だが、それは先程サンドファングに石化されたのが原因ではない。
本来、石化したら体の芯まで石と化してしまい、意識を失なってしまうとヴェントから借りた本で読んだことがある。しかし、どういうわけかディアの体は表面は石化してしまい指先をピクリとも動かすことはできないが、意識はかろうじて残っていたのである。
そして、ディアの焦燥感や憤りの原因はディアの視界に移るたった一人で二体のサンドファングトと攻防を繰り広げている桜色の髪でサイドをポニーテールで結んでいる少女、カノンノが原因だった。
カノンノは額に汗を滲ませながら、すんでの所でサンドファングの尾の刺突を回避して反撃を試みていたが、一対二では分が悪いのは明らか、徐々にカノンノとサンドファングの間合いが狭まっていく。

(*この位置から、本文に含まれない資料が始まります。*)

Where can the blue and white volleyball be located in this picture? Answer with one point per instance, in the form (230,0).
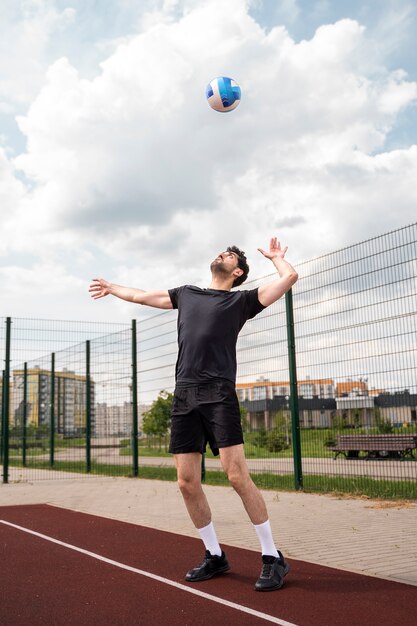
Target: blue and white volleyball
(223,94)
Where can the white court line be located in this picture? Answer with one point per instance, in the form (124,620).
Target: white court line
(166,581)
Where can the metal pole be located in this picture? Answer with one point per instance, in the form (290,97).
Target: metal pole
(203,468)
(2,415)
(88,407)
(25,413)
(135,446)
(6,400)
(52,414)
(295,420)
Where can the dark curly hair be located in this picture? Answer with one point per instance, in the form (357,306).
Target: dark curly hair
(241,263)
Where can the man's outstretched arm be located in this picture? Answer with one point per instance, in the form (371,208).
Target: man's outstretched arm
(159,299)
(273,291)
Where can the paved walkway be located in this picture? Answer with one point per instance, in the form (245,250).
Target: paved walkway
(384,469)
(372,537)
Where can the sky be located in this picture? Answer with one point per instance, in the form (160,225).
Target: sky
(113,165)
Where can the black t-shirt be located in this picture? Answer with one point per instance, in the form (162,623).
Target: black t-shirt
(209,321)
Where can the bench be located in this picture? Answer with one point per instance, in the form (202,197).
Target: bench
(375,446)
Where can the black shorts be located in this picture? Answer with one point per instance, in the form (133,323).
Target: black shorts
(205,413)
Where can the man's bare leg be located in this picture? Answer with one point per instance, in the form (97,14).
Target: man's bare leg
(189,482)
(234,464)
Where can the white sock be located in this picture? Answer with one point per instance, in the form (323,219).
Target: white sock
(264,533)
(209,537)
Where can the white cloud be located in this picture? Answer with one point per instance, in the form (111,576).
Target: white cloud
(134,162)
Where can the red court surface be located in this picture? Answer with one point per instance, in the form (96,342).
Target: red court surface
(48,583)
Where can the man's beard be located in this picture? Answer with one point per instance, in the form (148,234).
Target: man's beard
(218,269)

そして、問題はもう一つカノンノの疲労も少しずつ増していき、息が荒くなっているのがわかる。
「・・・!!」
サンドファングが鉄の強固を誇る尾でカノンノの襲う、かろうじて回避に成功するものの腹部辺りにかすり服が容易く引き裂かれる。
次いでもう一体のサンドファングが薙ぎ払いをするように尾を振ってくる。
先程の尾を回避したばかりなので、避けることは叶わずカノンノの愛剣、オータムリリィでその攻撃を防ぐがその小柄な体のどこにそのようなパワーがあるのか、サンドファングは思い切り尾を振りまわすとあまりの力にカノンノはそれに耐えきれずそのまま吹き飛ばされ、オアシスの木に肩を強打する。
「ぁぁあ!!」
――――カノンノ!
ディアは意識の中でそう叫ぶがディアの声はカノンノに届くはずもない。
カノンノは苦痛に顔を歪めながらもサンドファングと距離をとり数秒の間、息を整えた。
―――このままじゃカノンノが・・・!約束したのに、僕が・・・カノンノを護るって!!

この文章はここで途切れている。